Access denied for admin pages show in admin theme

What every new developer in Drupal needs to get to his head (and hears all the time in the community), is that no matter what, you should never EVER hack core. Except when your problem is one that has absolutely no other solution. In our case, using an alternate administration theme, will cause access errors to administration pages to be rendered in that theme -- and that cannot be solved otherwise.

Here's what happens -- you get to develop a wonderful, sparckly theme that makes your client do a happy dance on each page load. But you don't need all the fancyness on your back end - you only need a light-weight theme there, to save on bandwidth and page speed. Plus your editors will know that this is a restricted area, just by the look of it.

The only problem arises from the fact that Drupal decides on which theme to use based on the page path, before the access rules of the page are calculated. Hence, when you load up a page that is a valid URL, albeit without the proper permission, Drupal will serve a nice 403 (access denied) error. Naturally, you have setup a nice and friendly 403 page in your error reporting setup page, and that's where you get redirected -- however that page now is rendered in your administrative theme instead of the expected, happy-client-dance theme.

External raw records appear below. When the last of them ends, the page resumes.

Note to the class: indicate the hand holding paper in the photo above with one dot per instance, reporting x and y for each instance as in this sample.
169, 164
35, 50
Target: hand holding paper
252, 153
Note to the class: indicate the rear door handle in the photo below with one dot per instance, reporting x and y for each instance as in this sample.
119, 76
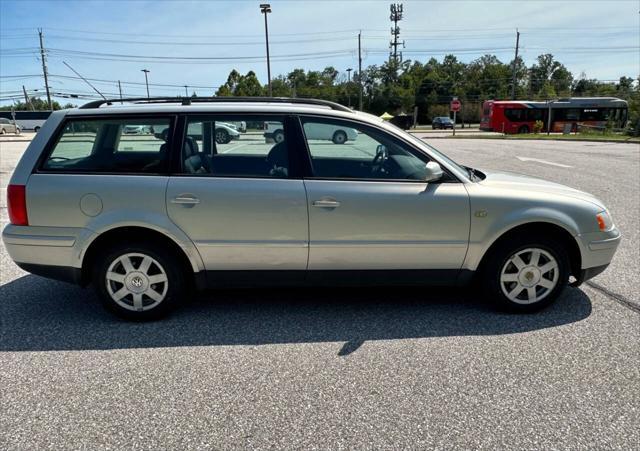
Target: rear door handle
326, 203
185, 199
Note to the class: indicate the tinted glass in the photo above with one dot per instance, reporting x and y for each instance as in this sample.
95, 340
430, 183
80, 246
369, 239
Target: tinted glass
346, 150
111, 145
235, 146
514, 114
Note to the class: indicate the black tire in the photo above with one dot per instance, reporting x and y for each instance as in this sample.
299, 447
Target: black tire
339, 137
175, 275
278, 136
222, 136
492, 269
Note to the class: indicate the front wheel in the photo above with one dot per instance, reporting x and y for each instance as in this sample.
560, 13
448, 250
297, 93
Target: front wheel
526, 275
138, 281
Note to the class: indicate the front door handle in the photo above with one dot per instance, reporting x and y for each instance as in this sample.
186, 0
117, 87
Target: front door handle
185, 199
326, 203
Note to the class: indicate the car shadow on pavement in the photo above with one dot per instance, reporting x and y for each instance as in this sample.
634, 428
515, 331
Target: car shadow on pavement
42, 315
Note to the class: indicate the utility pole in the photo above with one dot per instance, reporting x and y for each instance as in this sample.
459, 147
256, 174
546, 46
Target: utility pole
44, 70
146, 79
265, 8
515, 61
120, 91
360, 70
348, 86
84, 79
26, 98
395, 17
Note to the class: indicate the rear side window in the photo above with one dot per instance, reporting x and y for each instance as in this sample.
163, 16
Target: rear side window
112, 146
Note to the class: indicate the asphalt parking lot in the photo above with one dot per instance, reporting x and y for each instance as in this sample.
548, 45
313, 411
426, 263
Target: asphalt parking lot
339, 368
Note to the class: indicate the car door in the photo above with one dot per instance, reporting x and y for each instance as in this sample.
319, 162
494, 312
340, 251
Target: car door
237, 201
363, 216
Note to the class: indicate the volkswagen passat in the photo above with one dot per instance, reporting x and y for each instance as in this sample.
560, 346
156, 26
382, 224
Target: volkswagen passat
144, 218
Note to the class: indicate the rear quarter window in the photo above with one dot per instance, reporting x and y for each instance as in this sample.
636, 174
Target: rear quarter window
111, 145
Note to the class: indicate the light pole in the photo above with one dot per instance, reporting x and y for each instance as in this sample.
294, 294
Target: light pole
348, 86
265, 8
146, 79
549, 102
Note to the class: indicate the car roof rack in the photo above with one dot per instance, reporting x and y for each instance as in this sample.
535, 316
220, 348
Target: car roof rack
190, 100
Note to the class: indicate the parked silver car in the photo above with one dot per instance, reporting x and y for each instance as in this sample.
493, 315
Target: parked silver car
146, 217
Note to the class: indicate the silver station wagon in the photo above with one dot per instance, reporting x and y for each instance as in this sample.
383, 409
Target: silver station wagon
146, 216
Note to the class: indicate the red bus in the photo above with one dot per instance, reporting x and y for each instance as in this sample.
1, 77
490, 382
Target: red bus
518, 116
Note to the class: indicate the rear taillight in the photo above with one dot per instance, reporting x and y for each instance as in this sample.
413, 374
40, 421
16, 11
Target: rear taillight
17, 204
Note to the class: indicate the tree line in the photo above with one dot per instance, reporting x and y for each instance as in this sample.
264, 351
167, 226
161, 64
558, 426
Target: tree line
398, 87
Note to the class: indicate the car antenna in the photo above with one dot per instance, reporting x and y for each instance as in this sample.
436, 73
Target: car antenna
84, 79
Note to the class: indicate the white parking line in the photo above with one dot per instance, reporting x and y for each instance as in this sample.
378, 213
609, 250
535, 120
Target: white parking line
233, 148
543, 162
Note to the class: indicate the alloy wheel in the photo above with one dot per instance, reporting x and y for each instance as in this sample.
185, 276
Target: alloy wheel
136, 282
529, 275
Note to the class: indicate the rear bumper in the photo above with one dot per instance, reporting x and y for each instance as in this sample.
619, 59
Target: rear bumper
45, 246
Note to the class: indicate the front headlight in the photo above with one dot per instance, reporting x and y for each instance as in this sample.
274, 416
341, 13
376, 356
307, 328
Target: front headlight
605, 223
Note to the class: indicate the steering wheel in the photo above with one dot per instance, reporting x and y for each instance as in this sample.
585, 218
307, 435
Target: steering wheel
379, 161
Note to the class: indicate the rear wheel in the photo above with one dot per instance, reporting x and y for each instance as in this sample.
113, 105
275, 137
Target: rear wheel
526, 274
138, 281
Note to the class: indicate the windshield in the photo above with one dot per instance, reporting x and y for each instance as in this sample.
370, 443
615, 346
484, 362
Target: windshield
420, 143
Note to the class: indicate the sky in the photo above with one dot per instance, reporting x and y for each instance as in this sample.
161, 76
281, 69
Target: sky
197, 43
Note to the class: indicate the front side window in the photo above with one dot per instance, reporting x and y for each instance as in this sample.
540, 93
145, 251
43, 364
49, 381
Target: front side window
235, 146
111, 145
344, 150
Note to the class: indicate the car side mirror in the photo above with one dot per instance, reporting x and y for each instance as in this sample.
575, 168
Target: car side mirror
433, 172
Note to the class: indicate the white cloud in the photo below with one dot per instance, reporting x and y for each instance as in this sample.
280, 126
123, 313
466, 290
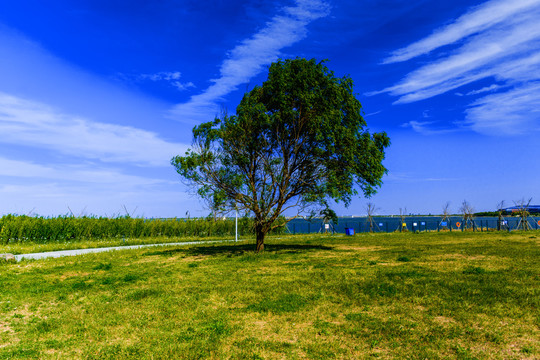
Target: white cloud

This occurs due to a hardcoded check in core, specifically in the aptly named system.module, during the modules' hook_init()

function system_init() {
  // Use the administrative theme if the user is looking at a page in the admin/* path.
  if (arg(0) == 'admin' || (variable_get('node_admin_theme', '0') && arg(0) == 'node' && (arg(1) == 'add' || arg(2) == 'edit'))) {

basically, if the path starts with 'admin', use the admin theme -- no matter what happens next.  The only way to fix this ( to my knowing! ) is to edit the system.module file, so that the above lines are changed to 

function system_init() {
 // Use the administrative theme if the user is looking at a page in the admin/* path, and they have permissions to that path.
 $menu_item = menu_get_item($_GET['q']);
 if ($menu_item['access'] && (arg(0) == 'admin' || (variable_get('node_admin_theme', '0') && arg(0) == 'node' && (arg(1) == 'add' || arg(2) == 'edit')))) {

This is based off the discussion about the issue here , with the backported patch for D6 found in the comments here

REMEMBER: Do not try any of this unless you are very sure about what you are doing. Tampering with core can lead to a number of issues, ranging from performance degradation, to unexpected behavior, to extreme hair pulling when you upgrade a few months later, completely forgetting about your changes.